As east coast NJ natives, we’re familiar with the terms “going to the shore” or “going to the beach” but that’s not the case in Oregon where folks "go to the coast." Their Pacific Ocean is on the opposite side of our Atlantic Ocean and it's so much colder too. Many of the beach areas have rocks (some very large ones) that beachgoers need to walk on, before getting to a sandy area.
And, it's also a lot foggier at the OR coast, a lot of the time. The day we visited there was a heavy fog that started about mid-day.

The Oregon Coast runs north–south along the Pacific Ocean and forms the western border of the state. The Oregon Coast stretches about 363 miles from the Columbia River in the north to the California state border in the south It includes the entire coastline of Oregon.

The Oregon Beach Bill of 1967 allows free beach access to everyone — unlike some NJ beaches. The “Beach Bill” grants a public access easement on the beach that cannot be taken away by the landowner; nor can the landowner build on the beach. In exchange, it excludes the beach landowner from any property tax obligation.
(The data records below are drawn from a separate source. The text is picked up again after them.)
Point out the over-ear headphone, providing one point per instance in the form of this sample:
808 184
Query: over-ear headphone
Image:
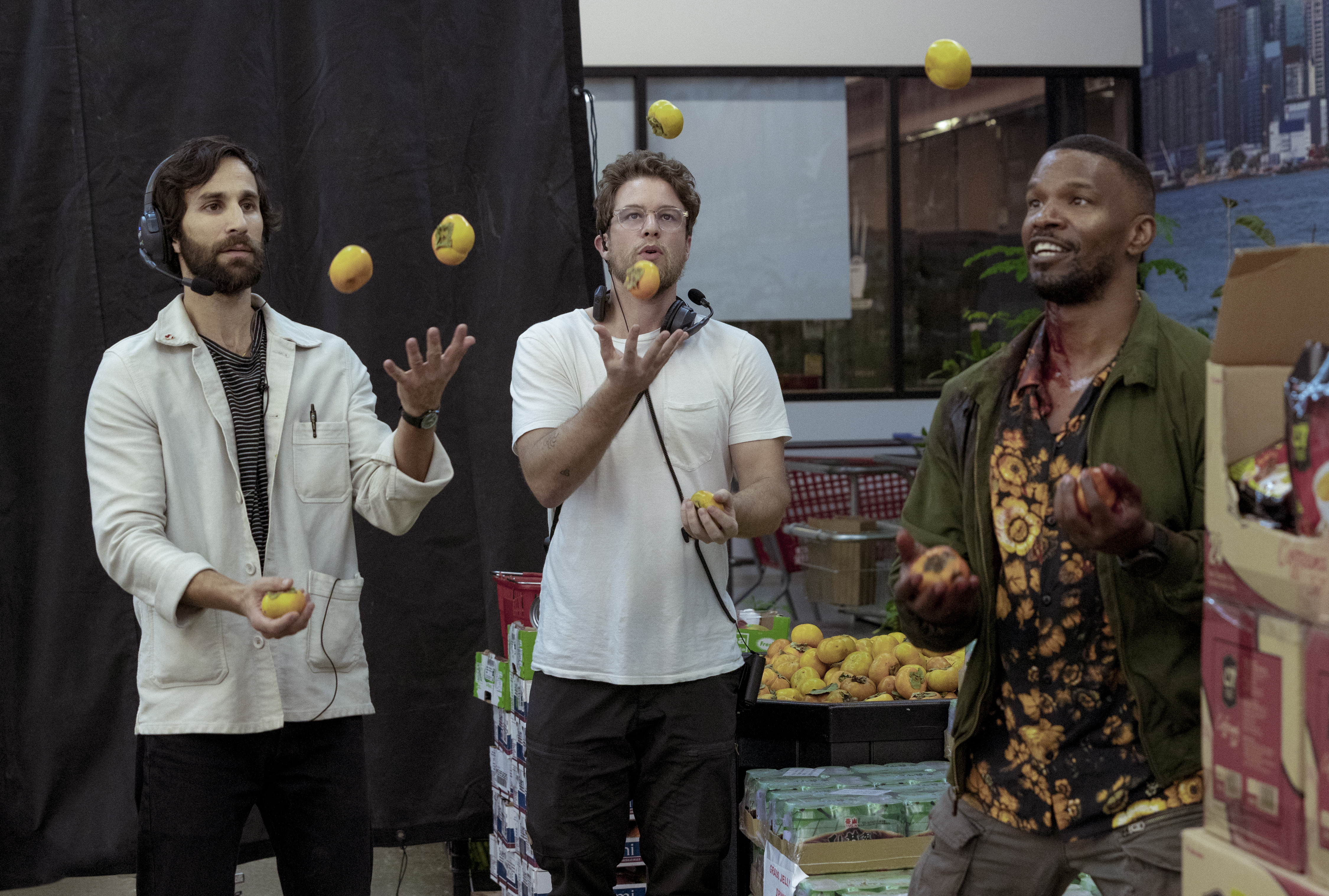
152 240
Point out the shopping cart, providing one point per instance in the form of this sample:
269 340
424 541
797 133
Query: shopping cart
828 487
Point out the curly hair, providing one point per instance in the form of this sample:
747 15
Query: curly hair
644 163
192 165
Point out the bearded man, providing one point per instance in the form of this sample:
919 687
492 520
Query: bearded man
637 665
227 450
1077 736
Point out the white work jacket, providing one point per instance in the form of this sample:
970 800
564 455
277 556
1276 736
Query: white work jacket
167 504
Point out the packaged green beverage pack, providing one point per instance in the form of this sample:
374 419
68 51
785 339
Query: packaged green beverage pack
841 817
753 779
916 805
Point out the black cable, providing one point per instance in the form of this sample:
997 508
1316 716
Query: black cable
402 874
335 677
697 544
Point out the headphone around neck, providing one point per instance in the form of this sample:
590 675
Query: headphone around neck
678 317
152 240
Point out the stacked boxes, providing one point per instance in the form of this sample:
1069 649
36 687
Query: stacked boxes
1266 625
506 684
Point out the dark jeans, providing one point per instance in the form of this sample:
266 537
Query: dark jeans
669 749
309 781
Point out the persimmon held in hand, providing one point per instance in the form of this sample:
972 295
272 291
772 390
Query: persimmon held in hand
939 566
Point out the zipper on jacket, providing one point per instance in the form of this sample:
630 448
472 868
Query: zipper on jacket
1114 612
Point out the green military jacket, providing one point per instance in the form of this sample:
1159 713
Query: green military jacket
1150 422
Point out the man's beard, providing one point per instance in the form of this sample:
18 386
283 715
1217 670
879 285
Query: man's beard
1078 286
232 277
669 265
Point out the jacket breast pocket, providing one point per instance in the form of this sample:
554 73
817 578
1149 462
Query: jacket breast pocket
322 462
334 637
692 433
189 655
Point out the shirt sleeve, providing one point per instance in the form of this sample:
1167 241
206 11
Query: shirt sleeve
544 394
385 496
127 483
758 402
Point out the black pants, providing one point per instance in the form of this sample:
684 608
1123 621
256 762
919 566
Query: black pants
669 749
309 781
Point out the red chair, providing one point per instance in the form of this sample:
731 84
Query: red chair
882 496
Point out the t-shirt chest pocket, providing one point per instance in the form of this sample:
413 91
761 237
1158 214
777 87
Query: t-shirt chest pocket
692 431
322 462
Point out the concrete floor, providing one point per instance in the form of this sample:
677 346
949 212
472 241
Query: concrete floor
429 874
429 866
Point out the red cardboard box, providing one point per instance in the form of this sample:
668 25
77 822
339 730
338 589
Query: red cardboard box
1253 732
1317 755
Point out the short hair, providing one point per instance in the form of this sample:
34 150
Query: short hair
644 163
1130 164
193 165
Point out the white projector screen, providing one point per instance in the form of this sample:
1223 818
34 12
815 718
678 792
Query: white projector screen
770 157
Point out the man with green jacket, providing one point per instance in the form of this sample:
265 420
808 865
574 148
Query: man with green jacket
1068 471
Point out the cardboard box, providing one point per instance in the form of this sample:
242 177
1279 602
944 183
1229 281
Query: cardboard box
517 726
517 773
1214 869
836 858
522 645
494 680
1274 302
843 572
1254 733
770 628
500 774
522 697
1317 755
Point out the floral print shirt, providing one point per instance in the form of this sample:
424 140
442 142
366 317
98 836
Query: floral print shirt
1060 753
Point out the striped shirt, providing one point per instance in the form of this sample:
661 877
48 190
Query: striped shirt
245 381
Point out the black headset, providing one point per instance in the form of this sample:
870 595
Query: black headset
152 240
680 317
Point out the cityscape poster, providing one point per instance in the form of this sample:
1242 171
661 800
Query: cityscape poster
1235 124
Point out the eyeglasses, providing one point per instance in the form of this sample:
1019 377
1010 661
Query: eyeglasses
634 217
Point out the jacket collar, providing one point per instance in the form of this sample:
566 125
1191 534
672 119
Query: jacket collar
176 329
1136 365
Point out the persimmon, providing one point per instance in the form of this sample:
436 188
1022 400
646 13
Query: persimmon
939 566
1106 494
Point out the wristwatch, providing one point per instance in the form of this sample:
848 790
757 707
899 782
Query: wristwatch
1150 560
424 422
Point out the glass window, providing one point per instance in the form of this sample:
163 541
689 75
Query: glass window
855 354
1108 110
769 156
965 157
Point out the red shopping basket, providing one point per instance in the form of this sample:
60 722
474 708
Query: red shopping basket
517 592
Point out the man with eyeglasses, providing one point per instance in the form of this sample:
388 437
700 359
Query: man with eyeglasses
637 664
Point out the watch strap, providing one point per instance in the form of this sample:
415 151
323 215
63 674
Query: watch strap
424 422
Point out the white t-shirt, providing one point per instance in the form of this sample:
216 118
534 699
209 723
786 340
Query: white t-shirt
624 600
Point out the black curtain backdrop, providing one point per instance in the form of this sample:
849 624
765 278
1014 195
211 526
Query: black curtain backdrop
374 120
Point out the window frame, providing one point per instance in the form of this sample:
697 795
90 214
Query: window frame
1062 122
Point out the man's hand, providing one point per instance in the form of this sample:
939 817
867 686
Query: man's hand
937 604
250 607
1113 531
711 525
421 389
629 374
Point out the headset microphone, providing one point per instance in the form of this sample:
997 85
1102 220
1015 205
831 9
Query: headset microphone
152 240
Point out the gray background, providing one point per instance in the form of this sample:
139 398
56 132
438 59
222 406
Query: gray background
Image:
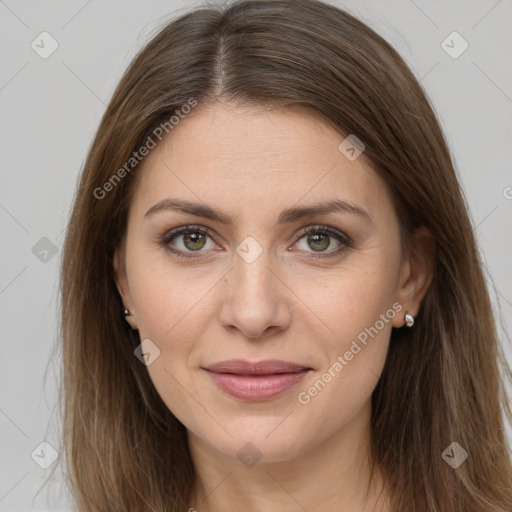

When in Oregon, a winery visit is a “must.” One of the "reasons" for our cross-country visit was because Tom and Nancy invited us for a glass of wine, so who were we (as good friends) to refuse an offer like that?
Wineries are small and decentralized. Most are located in valleys between the Cascade Mountains (stretching the entire length of the state) to the east and Oregon's Coastal Range to the west.
Wine making dates back to pioneer times in the 1840s with commercial production beginning in the 1960s. Today, Oregon has established an international reputation for its production of wine, ranking fourth in the U.S. behind CA, WA, and NY. Like most other U.S.produced wines, Oregon wines are marketed as varietals. (A varietal wine is one made primarily from a single named grape variety.) Oregon law requires that wines produced in the state be identified by the grape variety from which it was made, and must contain at least 90% of that variety. Oregon law does not allow use of place names for wines.

Pinot noir and Pinot gris are the top two grapes grown. Pinot noirs from the Willamette Valley have been lauded by wine connoisseurs and critics. Oregon is regarded as one of the premier Pinot-producing regions in the world with over 30,000 vineyard acres. 

Oregon's  Willamette Valley is a great destination for wine lovers and tasters With 725 wineries to choose from in 150 miles, and we wanted to help out during our visit.


Cheers 🍷 the glasses contained samplings, which were very good. And being the good friends that they are, Tom and Nancy "gifted" us with a bottle for our anniversary celebration later this month.

11 comments:

Sandra said...

all the photos are spectacular, and I think I am loving the panorama shots more than any of them, makes me feel like I am SEEING it...

L. D. said...

I have learned a lot today. That coastline is so special to see. They sure do regulate a lot things around the coast and the vineyards. It would be nice to talk to family on the same time zine. It sounds like you had a great time on this west coast visit.

Emma Springfield said...

Your pictures show that the scenery is exquisite. My children have tried raising carnivorous plants several times but never with any success.

William Kendall said...

Your coast shots are stunning!

NCmountainwoman said...

My brother lives in Oregon overlooking the Columbia River Gorge. I love the waterfalls and the rugged coast. I've really enjoyed your trip across our great country.

Valerie said...

Interesting post, enjoyed reading it. I could do with some of those cobra lilies if it likes insects.

baili said...

I envy your such joyous traveling dear friend :)

your friends look kind and sweet just like you guys!

what an amazingly beautiful and stunning place you visited!
this plant gave me shiver! quite scary ! never found here like them.

liked the awesome lighthouse ,so fascinating!

Connie said...

Wonderful photos and interesting information from the area there. I would have enjoyed seeing those plants up close too.

My name is Erika. said...

Your friends live in such a gorgeous area. What beautiful sights to see.

mamasmercantile said...

Those coastal towns look amazing. I loved the lighthouse.

Karen Lakis said...

Going to the coast - I like that! And the fog made for some lovely misty photos.